Mantan Ketua Mahkamah Konstitusi (MK) Mahfud MD (dok: merdeka)

MONITOR, Jakarta – Ketua Kompolnas sekaligus Menko Polhukam, Mahfud MD, menegaskan bahwa nama-nama calon Kapolri pengganti Jenderal Pol Idham Azis yang beredar masih sebatas spekulasi.

“Semua nama yang beredar adalah spekulasi. Finalnya diputuskan oleh Kompolnas untuk kemudian diserahkan kepada Presiden (Joko Widodo),” ungkapnya seperti dikutip dari Detik, Jakarta, Kamis (7/1/2021).

Nantinya, menurut Mahfud, nama yang dipilih oleh Jokowi akan dikirimkan ke Komisi III DPR RI untuk pertimbangan. Sehingga, Mahfud menegaskan bahwa nama-nama calon Kapolri yang selama ini beredar masih belum pasti.

“Kemudian Presiden meminta pertimbangan ke DPR. Sebagai ketua Kompolnas saya pastikan bahwa semua nama yang beredar itu masih spekulasi, lempar-lempar bola,” ujarnya.

Mahfud memperkirakan bahwa penyerahan nama dari Jokowi ke DPR akan dilakukan pada 11 Januari 2021 mendatang. Namun penyerahan nama dari Kompolnas kepada presiden bisa dilakukan kapanpun.

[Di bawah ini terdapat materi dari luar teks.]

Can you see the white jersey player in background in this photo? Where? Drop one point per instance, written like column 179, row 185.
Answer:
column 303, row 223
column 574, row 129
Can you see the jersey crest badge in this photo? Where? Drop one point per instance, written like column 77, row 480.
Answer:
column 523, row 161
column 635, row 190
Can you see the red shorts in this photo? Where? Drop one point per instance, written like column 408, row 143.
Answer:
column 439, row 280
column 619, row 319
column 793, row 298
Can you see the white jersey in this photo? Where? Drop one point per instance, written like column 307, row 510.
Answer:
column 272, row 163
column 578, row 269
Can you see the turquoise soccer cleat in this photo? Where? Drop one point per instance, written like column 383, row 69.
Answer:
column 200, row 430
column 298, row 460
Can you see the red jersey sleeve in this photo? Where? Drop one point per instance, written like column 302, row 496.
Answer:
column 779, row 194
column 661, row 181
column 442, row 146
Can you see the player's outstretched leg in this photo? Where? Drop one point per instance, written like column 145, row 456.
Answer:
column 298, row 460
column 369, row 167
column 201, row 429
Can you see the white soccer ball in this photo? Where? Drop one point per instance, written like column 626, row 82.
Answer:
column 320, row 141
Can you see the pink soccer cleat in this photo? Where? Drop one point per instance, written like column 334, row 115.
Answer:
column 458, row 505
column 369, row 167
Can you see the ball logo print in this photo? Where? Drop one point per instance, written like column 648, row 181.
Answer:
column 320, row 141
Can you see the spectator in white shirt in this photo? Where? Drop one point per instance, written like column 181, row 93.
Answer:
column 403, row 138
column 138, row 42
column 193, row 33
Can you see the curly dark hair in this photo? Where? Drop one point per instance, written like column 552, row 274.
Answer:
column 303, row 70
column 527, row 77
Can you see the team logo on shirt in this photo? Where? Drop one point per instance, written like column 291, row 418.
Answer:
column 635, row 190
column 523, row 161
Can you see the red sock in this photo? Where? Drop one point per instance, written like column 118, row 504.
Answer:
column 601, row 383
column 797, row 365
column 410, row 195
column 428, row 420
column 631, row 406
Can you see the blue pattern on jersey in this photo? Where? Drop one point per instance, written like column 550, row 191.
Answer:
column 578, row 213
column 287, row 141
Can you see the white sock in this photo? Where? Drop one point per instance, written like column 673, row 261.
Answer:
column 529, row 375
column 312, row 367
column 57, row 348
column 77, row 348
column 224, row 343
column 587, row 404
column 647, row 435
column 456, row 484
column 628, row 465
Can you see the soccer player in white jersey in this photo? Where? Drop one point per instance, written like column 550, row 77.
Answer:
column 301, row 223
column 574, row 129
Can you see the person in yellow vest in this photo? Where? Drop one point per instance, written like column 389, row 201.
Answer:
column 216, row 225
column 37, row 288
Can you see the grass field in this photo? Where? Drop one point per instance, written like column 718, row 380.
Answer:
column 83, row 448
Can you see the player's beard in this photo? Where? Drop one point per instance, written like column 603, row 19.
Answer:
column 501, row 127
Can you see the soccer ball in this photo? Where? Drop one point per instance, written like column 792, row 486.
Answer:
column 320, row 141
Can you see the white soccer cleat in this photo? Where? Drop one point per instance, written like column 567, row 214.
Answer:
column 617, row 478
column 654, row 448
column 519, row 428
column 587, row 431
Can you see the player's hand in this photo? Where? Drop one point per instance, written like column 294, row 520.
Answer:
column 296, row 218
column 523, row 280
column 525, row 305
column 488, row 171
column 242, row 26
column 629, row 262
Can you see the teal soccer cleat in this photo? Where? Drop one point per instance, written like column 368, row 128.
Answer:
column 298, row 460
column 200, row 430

“Dari Presiden ke DPR mungkin tanggal 11/1/2021 sudah diserahkan. Tapi dari Kompolnas atau ke Kompolnas kan kapan-kapan, bisa besok, bisa tanggal 10/1, bisa tanggal 11/1 pagi,” katanya.

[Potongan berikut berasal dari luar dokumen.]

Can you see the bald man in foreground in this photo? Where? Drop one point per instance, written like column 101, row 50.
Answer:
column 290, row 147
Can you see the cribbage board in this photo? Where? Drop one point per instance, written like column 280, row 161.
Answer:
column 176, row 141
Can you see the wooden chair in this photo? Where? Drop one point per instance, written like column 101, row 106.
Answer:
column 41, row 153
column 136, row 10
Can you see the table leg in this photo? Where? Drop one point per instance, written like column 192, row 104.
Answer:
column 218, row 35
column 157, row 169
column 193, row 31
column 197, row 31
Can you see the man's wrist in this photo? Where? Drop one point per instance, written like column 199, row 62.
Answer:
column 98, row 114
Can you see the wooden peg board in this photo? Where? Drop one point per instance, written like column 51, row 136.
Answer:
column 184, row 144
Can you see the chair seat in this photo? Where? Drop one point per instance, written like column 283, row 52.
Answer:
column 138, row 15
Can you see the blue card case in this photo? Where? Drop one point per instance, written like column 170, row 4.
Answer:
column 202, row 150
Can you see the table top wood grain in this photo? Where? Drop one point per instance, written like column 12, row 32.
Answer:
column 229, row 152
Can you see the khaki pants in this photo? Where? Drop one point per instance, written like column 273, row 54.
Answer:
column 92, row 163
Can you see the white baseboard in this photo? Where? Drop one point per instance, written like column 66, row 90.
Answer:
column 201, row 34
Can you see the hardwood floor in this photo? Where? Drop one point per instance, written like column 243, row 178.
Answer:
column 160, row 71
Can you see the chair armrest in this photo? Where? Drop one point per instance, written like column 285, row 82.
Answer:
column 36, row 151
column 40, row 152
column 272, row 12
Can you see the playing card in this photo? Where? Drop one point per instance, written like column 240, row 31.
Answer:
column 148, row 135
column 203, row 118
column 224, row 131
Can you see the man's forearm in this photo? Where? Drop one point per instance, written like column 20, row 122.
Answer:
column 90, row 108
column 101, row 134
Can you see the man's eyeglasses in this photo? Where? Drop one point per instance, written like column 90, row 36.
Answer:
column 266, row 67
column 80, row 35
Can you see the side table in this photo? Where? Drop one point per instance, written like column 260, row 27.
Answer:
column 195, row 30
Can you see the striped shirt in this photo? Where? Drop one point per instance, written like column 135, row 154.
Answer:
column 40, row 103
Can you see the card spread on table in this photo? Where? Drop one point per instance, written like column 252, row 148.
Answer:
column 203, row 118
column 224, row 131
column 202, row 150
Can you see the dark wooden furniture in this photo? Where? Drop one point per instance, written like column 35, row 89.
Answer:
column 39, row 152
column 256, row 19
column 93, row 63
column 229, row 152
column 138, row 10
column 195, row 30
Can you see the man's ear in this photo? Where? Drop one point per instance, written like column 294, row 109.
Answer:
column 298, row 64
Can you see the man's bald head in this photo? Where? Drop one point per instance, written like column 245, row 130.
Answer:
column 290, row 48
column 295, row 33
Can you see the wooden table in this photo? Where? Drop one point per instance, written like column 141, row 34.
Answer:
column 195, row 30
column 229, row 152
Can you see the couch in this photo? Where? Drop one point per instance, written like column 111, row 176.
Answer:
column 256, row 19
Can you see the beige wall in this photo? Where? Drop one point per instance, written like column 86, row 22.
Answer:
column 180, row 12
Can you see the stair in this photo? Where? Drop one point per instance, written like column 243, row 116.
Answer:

Seperti diketahui, Kapolri Jenderal Pol Idham Azis akan pensiun pada 25 Januari 2021 mendatang. Seiring itu, muncul sejumlah nama-nama yang diyakini menjadi penggantinya.

Mulai dari Wakapolri Komjen Pol Gatot Eddy, Kabareskrim Komjen Pol Listyo Sigit hingga Kepala BNPT Komjen Pol Boy Rafli Amar.

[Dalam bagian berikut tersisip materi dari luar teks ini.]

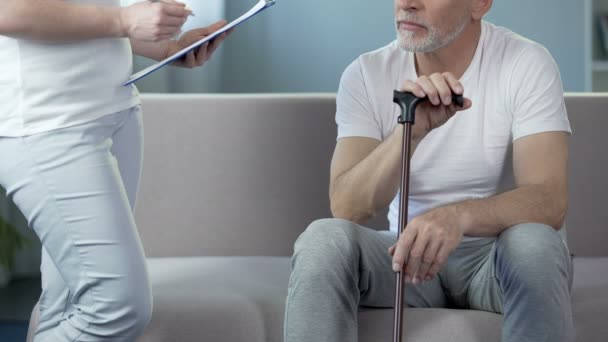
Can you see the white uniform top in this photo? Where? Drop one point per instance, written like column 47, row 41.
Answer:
column 45, row 85
column 516, row 91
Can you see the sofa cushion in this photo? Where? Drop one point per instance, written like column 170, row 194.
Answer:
column 590, row 299
column 242, row 299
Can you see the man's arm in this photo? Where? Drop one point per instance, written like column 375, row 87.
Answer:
column 541, row 196
column 61, row 20
column 365, row 173
column 540, row 168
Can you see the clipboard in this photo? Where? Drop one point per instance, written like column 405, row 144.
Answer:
column 260, row 6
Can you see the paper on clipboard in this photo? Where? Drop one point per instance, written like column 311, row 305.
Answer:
column 257, row 8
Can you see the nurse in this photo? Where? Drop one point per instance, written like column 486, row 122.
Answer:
column 71, row 151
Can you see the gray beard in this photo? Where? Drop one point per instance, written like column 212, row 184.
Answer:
column 432, row 42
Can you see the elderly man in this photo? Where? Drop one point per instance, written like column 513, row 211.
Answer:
column 466, row 244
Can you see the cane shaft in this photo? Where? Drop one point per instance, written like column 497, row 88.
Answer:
column 403, row 213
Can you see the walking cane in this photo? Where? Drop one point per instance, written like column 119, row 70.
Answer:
column 408, row 103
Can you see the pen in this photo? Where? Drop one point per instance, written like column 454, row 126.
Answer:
column 187, row 8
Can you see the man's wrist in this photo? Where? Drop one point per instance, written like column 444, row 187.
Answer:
column 463, row 215
column 119, row 23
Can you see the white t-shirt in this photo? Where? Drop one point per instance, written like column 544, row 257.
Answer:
column 516, row 91
column 45, row 85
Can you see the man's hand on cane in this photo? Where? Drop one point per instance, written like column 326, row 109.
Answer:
column 429, row 239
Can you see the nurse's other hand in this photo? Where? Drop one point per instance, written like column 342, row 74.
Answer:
column 153, row 21
column 200, row 55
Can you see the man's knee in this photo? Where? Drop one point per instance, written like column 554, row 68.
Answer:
column 125, row 313
column 532, row 253
column 325, row 244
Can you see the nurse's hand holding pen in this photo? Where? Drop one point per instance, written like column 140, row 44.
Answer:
column 151, row 32
column 154, row 20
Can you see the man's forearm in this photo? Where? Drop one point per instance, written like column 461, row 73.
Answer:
column 371, row 184
column 58, row 20
column 529, row 203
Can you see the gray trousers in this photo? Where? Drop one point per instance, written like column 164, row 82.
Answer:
column 525, row 273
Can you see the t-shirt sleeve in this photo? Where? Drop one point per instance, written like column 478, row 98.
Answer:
column 536, row 94
column 354, row 112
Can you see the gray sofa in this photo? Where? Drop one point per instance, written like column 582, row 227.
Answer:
column 230, row 181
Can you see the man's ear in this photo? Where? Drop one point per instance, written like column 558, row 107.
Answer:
column 480, row 8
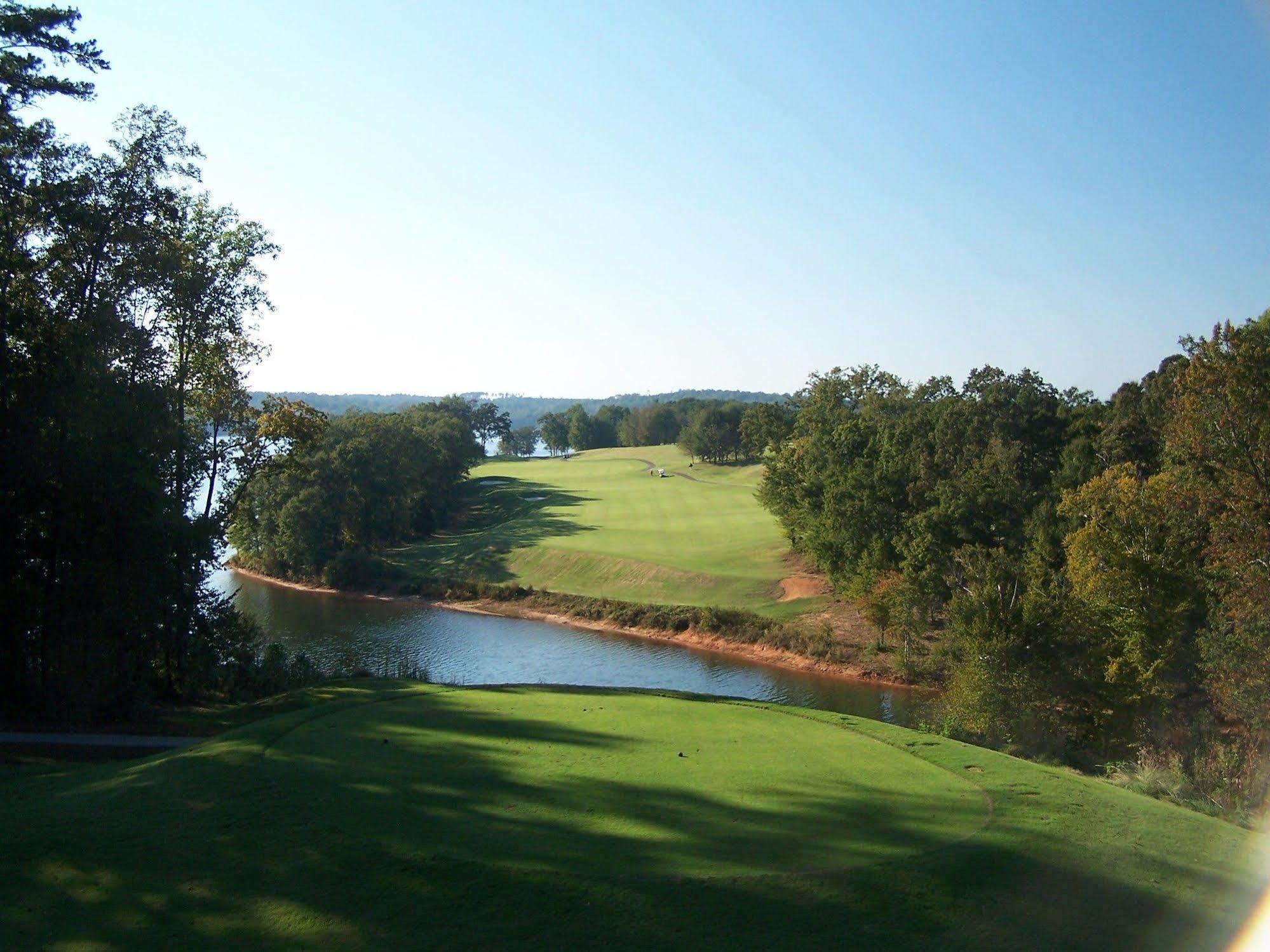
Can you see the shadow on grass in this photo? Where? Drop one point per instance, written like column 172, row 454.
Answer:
column 361, row 848
column 497, row 517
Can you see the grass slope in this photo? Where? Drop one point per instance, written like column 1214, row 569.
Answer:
column 394, row 815
column 598, row 525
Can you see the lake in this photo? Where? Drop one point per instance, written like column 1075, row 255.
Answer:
column 460, row 648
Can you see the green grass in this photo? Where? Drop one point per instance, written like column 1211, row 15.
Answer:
column 398, row 815
column 598, row 525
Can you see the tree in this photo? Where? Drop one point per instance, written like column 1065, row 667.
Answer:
column 581, row 431
column 764, row 427
column 488, row 423
column 1135, row 561
column 554, row 429
column 526, row 441
column 1221, row 434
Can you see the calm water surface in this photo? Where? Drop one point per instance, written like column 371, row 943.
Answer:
column 474, row 649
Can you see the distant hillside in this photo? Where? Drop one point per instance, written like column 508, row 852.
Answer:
column 522, row 409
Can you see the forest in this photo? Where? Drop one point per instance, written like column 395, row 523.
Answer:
column 127, row 306
column 1086, row 578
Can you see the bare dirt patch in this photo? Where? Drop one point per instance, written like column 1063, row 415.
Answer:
column 802, row 587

Sebelumnya diberitakan, topik pergantian pucuk pimpinan Polri semakin santer dibahas usai Kapolri Jenderal Pol Idham Azis mengirimkan surat permohonan penunjukan pengganti dirinya kepada Presiden Joko Widodo (Jokowi).

Isu lain pun muncul, di mana pergantian Kapolri dilakukan sepakat dengan Wakapolri.

“Saat ini ada gagasan dari lingkungan Istana Kepresidenan untuk membuat satu paket pergantian Kapolri dan Wakapolri, yakni menaikkan Wakapolri Komjen Gatot Eddy menjadi Kapolri pengganti Idham Azis, dan sekaligus mendorong Kabareskrim Komjen Sigit menjadi Wakapolri menggantikan Gatot Eddy,” ungkap Ketua Presidium Indonesia Police Watch (IPW), Neta S. Pane, dalam keterangannya, Jakarta, Rabu (6/1/2021).